Des ténèbres profondes où était plongé le fond de la salle, une nouvelle silhouette se détacha pour prendre part à la petite fête. Elle était vêtu d'une sorte de barboteuse blanche avec de gros boutons noirs sur le devant. le visage était maquillé de blanc, les yeux rehaussés de traits noirs et épais. Une grosse larme noire avait été peinte à la commissure de l'oeil gauche. A cela s'ajoutaient une paire de chaussons noirs pointus et un chapeau comique mi-noir, mi-blanc. Un clown. Pas un clown de cirque, mais un de ces Pierrot tristes de pantomime qu'on trouvait sur les scènes d'Europe. de ses longues manches, il tira soudain deux fusils à canon qu'il pointa en direction de la tête d'El Santino ».
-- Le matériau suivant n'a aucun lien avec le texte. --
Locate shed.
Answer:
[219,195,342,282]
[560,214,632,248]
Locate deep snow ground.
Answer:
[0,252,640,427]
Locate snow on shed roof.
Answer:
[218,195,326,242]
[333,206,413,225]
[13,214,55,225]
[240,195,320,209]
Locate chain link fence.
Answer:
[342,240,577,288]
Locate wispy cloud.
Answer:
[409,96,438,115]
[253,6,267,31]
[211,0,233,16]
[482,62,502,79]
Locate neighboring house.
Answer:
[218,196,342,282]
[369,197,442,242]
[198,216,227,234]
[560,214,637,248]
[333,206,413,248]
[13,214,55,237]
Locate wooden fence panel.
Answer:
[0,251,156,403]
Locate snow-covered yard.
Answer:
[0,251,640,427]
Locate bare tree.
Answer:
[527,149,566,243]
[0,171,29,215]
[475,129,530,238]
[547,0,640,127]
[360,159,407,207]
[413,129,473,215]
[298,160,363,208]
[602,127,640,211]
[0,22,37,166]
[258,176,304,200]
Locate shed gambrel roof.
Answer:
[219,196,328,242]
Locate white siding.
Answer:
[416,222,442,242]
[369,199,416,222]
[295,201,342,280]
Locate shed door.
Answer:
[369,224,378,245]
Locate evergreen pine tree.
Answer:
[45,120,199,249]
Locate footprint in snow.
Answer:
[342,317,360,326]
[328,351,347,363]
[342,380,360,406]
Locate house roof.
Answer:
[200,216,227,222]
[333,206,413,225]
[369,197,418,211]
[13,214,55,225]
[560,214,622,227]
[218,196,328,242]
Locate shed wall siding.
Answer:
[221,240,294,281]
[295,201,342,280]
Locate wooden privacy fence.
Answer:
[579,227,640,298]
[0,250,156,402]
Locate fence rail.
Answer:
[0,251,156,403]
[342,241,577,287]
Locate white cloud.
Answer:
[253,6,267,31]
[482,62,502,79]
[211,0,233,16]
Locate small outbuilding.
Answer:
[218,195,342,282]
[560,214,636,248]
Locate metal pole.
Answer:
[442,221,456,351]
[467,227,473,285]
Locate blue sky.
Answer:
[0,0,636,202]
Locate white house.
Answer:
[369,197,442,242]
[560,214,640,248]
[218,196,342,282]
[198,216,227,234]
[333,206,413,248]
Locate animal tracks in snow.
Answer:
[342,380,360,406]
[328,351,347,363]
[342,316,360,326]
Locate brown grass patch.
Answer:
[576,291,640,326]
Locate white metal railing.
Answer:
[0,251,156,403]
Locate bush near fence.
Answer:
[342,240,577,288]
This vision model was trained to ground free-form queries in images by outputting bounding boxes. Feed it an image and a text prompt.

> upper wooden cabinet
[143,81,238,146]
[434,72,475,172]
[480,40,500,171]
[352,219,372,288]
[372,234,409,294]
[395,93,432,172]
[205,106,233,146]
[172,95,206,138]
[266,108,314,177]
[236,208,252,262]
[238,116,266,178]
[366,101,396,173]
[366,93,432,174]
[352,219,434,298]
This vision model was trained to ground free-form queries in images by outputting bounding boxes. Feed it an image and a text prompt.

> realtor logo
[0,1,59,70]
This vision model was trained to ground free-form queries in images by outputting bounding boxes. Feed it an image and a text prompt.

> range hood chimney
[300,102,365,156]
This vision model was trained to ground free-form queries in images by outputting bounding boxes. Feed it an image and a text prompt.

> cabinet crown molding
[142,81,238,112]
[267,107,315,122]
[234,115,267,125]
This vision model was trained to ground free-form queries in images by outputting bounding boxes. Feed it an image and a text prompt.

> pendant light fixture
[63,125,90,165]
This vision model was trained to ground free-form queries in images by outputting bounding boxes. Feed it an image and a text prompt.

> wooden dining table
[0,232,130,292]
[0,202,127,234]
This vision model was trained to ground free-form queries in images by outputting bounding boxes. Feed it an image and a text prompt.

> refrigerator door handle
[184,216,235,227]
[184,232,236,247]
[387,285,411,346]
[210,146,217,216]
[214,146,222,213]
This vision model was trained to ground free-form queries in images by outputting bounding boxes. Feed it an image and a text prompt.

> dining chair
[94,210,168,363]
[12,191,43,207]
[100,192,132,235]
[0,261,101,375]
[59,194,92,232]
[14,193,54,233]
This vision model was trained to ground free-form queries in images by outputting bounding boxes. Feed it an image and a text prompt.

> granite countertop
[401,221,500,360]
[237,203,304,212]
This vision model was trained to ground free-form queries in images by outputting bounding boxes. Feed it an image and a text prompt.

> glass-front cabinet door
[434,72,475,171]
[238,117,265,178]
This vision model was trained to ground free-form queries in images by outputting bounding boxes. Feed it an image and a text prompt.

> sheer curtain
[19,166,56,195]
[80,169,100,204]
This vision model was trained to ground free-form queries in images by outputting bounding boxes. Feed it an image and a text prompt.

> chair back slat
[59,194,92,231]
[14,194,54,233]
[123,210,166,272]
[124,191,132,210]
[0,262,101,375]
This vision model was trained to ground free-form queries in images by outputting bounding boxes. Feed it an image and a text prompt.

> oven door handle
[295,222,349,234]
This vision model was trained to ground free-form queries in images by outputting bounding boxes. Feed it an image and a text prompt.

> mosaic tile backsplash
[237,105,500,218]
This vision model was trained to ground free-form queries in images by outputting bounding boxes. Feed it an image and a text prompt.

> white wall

Ça commence tel un western mexicain et ensuite…ensuite ça frôle l'ésotérisme, la science-fiction, le bon vieux polar, le roman noir, le Kung-Fu, les histoires de vampires. J'en ai perdu mon latin, riant et grimaçant tour à tour, avec la sensation par moment d'un côté « too much » que j'acceptais quand même volontiers mais bon, hein, faut pas pousser trop mémé dans les orties. Sans doute, ne suis-je pas la cible idéale pour ce livre musclé et punchy rempli de testostérones. Quoique. Survitaminé et décomplexé, ce livre a le mérite de sortir totalement des sentiers battus avec ce mélange surprenant des genres. Moi qui aime être étonnée en littérature, je peux dire sans conteste que je l'ai été et j'ai trouvé ce livre dans le livre bien vu, très malin, et proprement vertigineux : Ce livre sans nom, nous le retrouvons en effet dans l'histoire et ça fait froid dans le dos : chaque personne qui a lu ce livre sans nom et sans auteur, a été tué. Vous voilà prévenus…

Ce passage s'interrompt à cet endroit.